Fine earthenware is an opaque white clay paste, with a fine, dense and sonorous texture, covered with a lead glaze. It is halfway between traditional earthenware and porcelain.
The mixture of this white clay with calcined and ground flint creates a kind of fine earthenware called English earthenware or cailloutage. It was developed in England by Josiah Wedgwood in 1769. If chalk is added to the clay or sand, it becomes pipeclay.
If feldspar is added in the mixture and the lead of the glazing has largely been replaced by borax, one gets a hard and fine earthenware or fine feldsparic earthenware.
Commonly called opaque porcelain or half porcelain, it contains kaolin, a white refractory clay which cooks at a high temperature.

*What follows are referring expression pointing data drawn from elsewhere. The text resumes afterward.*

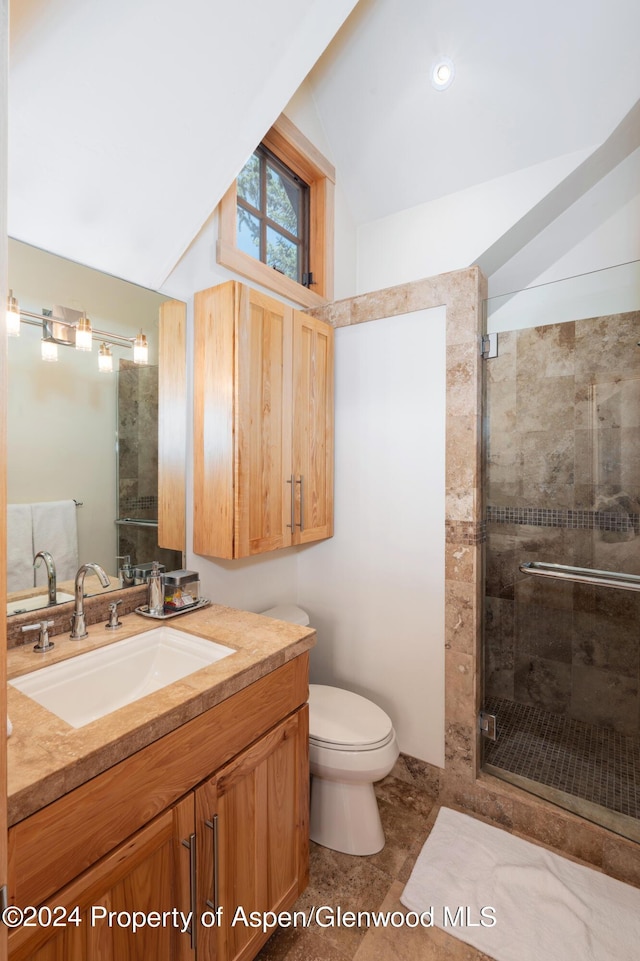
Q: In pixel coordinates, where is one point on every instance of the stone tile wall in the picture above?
(563, 486)
(461, 783)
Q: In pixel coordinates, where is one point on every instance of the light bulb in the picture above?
(13, 316)
(140, 349)
(442, 73)
(84, 339)
(105, 359)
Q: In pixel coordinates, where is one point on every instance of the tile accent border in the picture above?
(461, 784)
(570, 519)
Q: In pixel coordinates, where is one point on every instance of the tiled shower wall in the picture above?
(462, 783)
(138, 465)
(562, 439)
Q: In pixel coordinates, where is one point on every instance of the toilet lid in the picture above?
(344, 718)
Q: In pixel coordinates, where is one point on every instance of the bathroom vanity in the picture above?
(183, 806)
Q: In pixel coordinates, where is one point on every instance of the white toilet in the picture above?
(352, 744)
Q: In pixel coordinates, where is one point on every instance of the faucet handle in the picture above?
(113, 616)
(44, 644)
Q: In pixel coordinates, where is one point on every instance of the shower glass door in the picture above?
(562, 506)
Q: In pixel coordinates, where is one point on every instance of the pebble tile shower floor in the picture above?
(587, 761)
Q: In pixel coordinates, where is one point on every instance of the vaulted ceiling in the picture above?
(130, 118)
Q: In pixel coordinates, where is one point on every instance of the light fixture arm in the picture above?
(47, 320)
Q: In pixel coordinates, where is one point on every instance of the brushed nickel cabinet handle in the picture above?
(192, 929)
(213, 824)
(292, 525)
(301, 482)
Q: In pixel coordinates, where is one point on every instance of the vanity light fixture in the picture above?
(105, 359)
(13, 316)
(442, 73)
(67, 327)
(140, 349)
(84, 334)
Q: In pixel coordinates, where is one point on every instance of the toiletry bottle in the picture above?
(125, 572)
(156, 590)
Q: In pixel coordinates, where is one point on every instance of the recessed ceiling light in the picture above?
(442, 73)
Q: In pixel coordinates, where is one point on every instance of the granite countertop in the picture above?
(46, 757)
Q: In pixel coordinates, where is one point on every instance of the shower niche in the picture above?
(561, 666)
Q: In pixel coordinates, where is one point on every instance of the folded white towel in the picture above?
(19, 547)
(55, 529)
(516, 901)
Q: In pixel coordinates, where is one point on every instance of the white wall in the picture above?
(451, 232)
(375, 591)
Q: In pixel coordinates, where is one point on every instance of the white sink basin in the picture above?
(35, 603)
(88, 686)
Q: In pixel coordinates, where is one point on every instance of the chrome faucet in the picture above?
(51, 572)
(78, 622)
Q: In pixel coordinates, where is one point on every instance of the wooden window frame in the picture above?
(292, 148)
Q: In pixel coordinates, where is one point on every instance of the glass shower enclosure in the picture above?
(561, 672)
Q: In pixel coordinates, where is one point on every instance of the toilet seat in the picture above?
(343, 721)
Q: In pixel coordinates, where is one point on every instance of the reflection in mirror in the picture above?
(82, 441)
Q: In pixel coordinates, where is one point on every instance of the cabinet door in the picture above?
(253, 850)
(263, 505)
(312, 428)
(149, 873)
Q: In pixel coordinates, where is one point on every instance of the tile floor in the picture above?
(584, 760)
(371, 884)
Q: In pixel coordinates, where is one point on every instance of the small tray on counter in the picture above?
(144, 610)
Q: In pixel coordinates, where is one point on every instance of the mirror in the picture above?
(82, 444)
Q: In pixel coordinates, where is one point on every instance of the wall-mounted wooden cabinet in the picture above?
(263, 424)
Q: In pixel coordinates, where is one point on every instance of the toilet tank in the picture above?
(287, 612)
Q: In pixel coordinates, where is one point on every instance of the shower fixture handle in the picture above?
(582, 575)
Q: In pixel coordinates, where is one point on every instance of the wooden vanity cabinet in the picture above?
(263, 424)
(238, 839)
(253, 839)
(150, 872)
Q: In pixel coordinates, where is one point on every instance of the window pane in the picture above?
(248, 233)
(249, 182)
(282, 254)
(283, 200)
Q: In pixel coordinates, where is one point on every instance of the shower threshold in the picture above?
(587, 769)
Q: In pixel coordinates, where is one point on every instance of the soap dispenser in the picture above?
(156, 590)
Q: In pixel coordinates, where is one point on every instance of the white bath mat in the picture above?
(516, 901)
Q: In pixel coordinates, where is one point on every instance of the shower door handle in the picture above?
(583, 575)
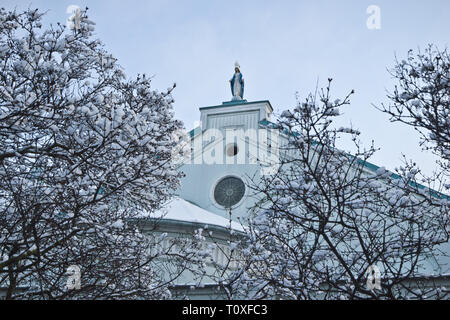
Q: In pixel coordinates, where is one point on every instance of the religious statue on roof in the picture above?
(237, 83)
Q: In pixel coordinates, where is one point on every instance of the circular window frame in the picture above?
(213, 200)
(233, 145)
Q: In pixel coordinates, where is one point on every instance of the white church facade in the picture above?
(234, 145)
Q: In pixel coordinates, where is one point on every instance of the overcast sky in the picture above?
(282, 47)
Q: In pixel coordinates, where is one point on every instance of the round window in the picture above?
(229, 191)
(232, 149)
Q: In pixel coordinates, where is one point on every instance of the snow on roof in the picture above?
(180, 209)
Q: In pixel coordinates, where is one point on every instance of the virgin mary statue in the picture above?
(237, 83)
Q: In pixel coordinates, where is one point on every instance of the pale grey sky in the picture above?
(282, 47)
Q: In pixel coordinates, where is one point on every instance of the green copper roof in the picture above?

It is sometimes commercially known as “ironstone”. Fine earthenware is covered with a glazing (or transparent varnish) containing a certain amount of lead. Decoration can be painted on the body bisque or printed beneath the glazing. It has sometimes been laid upon the glazing. The enamel of the earthenware contains tin and is waterproof, while the glaze of the semi-porcelain contains lead - crystal clear (this is clearly visible, for example, in the photo of our service 4028 on our website). The decoration possibilities of semi-porcelain are very wide and as with porcelain, allow to create large dishes. Dishes in semi-porcelain are appreciated for their creative decorations, original shapes and solidity.